QC Command
The qc command performs comprehensive quality control analysis on a batch of bacterial genome samples.
Try this command first. When you want to run QC on multiple samples in one go, this is the command to use.
If you want to run bactscout at scale on HPC or cloud, consider using the Scaling up Guide, where you will separate the process by sample using the collect command (link) and then aggregate results with the summary command (link).
Overview
The QC command processes all FASTQ pairs in a directory, running:
- Quality assessment (via fastp)
- Taxonomic profiling (via Sylph)
- Contamination detection (via Sylph)
- MLST typing (via StringMLST)
- Quality metrics reporting (CSV output)
- Applying Qualibact criteria for PASS/FAIL determination
Basic Usage
# Analyze all samples in a directory
pixi run bactscout qc /path/to/samples/
# Specify custom output directory
pixi run bactscout qc /path/to/samples/ -o /output/directory/
# Use custom configuration
pixi run bactscout qc /path/to/samples/ -c custom_config.yml
# Skip preflight checks
pixi run bactscout qc data/ --skip-preflight
# Specify number of threads
pixi run bactscout qc /path/to/samples/ -t 8
Arguments
| Argument | Required | Description |
|---|---|---|
input_dir |
✅ Yes | Directory containing FASTQ files (R1/R2 pairs) |
Options
| Option | Short | Default | Description |
|---|---|---|---|
--output |
-o |
bactscout_output |
Output directory for results |
--threads |
-t |
4 | Number of CPU threads to use |
--config |
-c |
bactscout_config.yml |
Configuration file path |
--skip-preflight |
- | False | Skip validation checks |
--report-resources |
- | False | Track and report thread and memory usage per sample |
Input Format
Input directory should contain FASTQ files named with paired-end suffixes:
samples/
├── sample_001_R1.fastq.gz
├── sample_001_R2.fastq.gz
├── sample_002_R1.fastq.gz
├── sample_002_R2.fastq.gz
└── ...
Supported naming patterns:
*_R1.fastq.gz/*_R2.fastq.gz*_1.fastq.gz/*_2.fastq.gz*_R1.fq.gz/*_R2.fq.gz
Output Structure
final_summary.csv is the main output file, consolidating results across all samples.
bactscout_output/
├── final_summary.csv # Consolidated results
├── Sample_001/
│ ├── fastp_report.html
│ ├── fastp_report.json
│ ├── reads_QC.json
│ ├── sylph_matches.tsv
│ ├── stringmlst_results.json
│ └── [other analysis files]
├── Sample_002/
│ └── ...
└── ...
Output Columns
See Output Format for detailed descriptions of all CSV columns.
Advanced Usage
Parallel Processing
Use multiple threads to speed up analysis:
pixi run bactscout qc data/ -t 8 # Use 8 threads
Thread Recommendation
- Each thread will be used for processing one sample. i.e. 4 threads = 4 samples processed in parallel.

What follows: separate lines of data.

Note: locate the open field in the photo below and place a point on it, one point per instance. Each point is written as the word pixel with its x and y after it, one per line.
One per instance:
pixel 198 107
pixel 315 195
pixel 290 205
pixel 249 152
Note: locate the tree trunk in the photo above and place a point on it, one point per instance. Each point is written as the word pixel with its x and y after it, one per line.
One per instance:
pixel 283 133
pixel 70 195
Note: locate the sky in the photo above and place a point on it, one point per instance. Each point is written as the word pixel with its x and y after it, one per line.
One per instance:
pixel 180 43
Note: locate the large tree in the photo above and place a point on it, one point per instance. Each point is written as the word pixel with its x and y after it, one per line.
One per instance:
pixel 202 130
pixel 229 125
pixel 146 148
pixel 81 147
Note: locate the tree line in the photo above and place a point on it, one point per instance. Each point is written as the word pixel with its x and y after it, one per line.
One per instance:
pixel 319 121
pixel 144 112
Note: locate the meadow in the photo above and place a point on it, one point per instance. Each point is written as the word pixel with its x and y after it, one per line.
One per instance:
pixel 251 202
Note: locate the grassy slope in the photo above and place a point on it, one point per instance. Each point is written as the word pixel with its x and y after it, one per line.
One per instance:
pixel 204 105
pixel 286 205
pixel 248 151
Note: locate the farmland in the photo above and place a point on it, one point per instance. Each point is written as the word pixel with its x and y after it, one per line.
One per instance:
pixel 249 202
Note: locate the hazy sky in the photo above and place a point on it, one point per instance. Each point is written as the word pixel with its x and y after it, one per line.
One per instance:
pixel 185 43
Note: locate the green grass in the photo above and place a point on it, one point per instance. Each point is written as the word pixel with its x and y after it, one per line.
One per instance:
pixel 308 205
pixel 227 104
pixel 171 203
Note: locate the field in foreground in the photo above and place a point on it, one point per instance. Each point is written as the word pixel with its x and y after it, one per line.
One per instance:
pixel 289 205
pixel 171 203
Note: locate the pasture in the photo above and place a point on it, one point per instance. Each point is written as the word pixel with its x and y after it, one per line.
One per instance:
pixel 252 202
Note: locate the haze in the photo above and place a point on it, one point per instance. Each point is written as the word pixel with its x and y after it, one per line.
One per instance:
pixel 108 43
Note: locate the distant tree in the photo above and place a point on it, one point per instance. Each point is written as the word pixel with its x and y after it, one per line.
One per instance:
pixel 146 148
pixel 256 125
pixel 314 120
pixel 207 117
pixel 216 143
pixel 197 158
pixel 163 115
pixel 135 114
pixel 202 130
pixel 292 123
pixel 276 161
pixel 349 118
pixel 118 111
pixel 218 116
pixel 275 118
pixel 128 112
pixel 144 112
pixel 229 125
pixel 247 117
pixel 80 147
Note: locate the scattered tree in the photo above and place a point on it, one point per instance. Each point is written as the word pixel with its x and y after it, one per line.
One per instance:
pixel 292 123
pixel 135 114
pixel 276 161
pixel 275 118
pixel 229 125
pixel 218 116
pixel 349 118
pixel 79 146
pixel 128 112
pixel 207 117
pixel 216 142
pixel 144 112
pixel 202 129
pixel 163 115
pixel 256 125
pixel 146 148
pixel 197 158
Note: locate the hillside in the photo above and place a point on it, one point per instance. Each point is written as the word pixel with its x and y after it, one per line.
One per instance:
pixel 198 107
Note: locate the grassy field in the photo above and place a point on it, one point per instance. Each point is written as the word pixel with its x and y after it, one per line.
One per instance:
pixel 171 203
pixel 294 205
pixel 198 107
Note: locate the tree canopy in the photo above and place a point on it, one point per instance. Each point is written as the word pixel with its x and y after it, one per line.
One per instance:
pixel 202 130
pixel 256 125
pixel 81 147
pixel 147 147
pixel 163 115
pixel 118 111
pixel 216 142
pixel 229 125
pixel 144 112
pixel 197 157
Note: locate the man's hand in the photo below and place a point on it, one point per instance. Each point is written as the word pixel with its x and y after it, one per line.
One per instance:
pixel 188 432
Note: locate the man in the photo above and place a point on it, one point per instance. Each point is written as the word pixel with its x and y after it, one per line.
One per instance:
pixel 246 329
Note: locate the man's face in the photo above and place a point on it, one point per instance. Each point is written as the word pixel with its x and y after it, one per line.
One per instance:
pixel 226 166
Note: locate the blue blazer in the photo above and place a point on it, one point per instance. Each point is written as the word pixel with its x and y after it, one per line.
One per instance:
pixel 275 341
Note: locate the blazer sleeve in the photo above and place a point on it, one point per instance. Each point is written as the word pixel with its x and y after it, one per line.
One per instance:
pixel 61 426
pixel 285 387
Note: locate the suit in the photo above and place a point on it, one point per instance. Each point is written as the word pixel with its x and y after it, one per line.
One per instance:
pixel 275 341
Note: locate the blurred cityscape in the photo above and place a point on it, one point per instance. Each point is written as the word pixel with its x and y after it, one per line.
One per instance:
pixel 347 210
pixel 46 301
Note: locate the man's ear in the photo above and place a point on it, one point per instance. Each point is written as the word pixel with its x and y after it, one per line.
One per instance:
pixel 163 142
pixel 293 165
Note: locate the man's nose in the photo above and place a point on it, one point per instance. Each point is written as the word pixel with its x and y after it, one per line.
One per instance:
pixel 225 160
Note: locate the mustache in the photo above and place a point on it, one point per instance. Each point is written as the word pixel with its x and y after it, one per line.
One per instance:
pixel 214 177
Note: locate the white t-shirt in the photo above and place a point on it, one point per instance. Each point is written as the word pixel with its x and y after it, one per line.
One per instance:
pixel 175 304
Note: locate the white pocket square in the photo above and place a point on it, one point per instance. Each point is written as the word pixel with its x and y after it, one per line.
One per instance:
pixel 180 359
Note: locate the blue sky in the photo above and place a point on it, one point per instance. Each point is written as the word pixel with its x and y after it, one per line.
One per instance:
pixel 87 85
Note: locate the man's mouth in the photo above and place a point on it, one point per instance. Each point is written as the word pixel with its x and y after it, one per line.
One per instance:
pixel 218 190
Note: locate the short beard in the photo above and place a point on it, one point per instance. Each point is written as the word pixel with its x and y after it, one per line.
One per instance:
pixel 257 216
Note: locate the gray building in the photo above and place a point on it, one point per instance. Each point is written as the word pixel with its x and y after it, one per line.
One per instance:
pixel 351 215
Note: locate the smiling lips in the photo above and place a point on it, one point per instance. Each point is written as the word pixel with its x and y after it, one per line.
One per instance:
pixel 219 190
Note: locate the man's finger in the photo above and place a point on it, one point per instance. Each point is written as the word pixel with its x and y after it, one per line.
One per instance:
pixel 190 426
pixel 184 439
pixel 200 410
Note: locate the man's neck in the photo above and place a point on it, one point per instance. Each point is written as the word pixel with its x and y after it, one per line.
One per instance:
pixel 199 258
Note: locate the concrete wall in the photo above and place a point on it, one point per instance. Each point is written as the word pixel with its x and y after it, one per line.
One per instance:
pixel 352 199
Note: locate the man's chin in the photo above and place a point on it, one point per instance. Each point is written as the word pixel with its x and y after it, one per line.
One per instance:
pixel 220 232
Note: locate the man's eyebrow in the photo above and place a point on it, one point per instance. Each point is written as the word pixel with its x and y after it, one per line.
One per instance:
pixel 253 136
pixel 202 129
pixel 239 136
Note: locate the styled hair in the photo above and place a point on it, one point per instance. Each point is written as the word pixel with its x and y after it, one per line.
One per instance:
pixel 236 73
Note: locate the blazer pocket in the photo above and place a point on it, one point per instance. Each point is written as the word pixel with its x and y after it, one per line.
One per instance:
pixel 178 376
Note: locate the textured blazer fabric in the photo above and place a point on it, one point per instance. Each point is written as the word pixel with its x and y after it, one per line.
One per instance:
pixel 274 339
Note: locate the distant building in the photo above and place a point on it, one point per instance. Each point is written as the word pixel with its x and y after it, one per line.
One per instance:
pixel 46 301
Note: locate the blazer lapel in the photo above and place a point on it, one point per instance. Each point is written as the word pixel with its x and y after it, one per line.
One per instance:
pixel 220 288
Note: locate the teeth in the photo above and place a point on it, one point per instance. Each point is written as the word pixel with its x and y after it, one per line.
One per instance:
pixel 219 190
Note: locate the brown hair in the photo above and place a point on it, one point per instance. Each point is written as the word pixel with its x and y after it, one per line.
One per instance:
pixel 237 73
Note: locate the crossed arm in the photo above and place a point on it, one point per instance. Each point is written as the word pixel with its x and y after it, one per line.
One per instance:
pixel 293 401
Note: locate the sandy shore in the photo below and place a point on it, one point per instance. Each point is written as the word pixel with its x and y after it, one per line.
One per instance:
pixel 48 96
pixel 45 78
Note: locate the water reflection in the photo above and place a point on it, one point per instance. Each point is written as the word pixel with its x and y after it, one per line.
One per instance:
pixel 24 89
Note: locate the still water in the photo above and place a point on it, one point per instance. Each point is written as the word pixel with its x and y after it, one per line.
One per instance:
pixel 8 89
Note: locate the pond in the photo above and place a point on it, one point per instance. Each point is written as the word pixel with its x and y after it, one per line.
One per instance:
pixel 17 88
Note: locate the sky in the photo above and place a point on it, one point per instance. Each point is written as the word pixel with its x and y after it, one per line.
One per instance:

- More threads = faster analysis but higher memory usage
Troubleshooting
"No FASTQ files found"
Ensure:
- Directory path is correct
- Files have proper naming convention (_R1, _R2, _1, _2)
- Files are uncompressed or .gz compressed
"Out of memory"
Reduce thread count:
pixi run bactscout qc data/ -t 2
"Database not found"
Databases auto-download on first run. If there are issues (and the databases are indeed available), retry with:
pixi run bactscout qc data/ --skip-preflight
See Troubleshooting Guide for more help.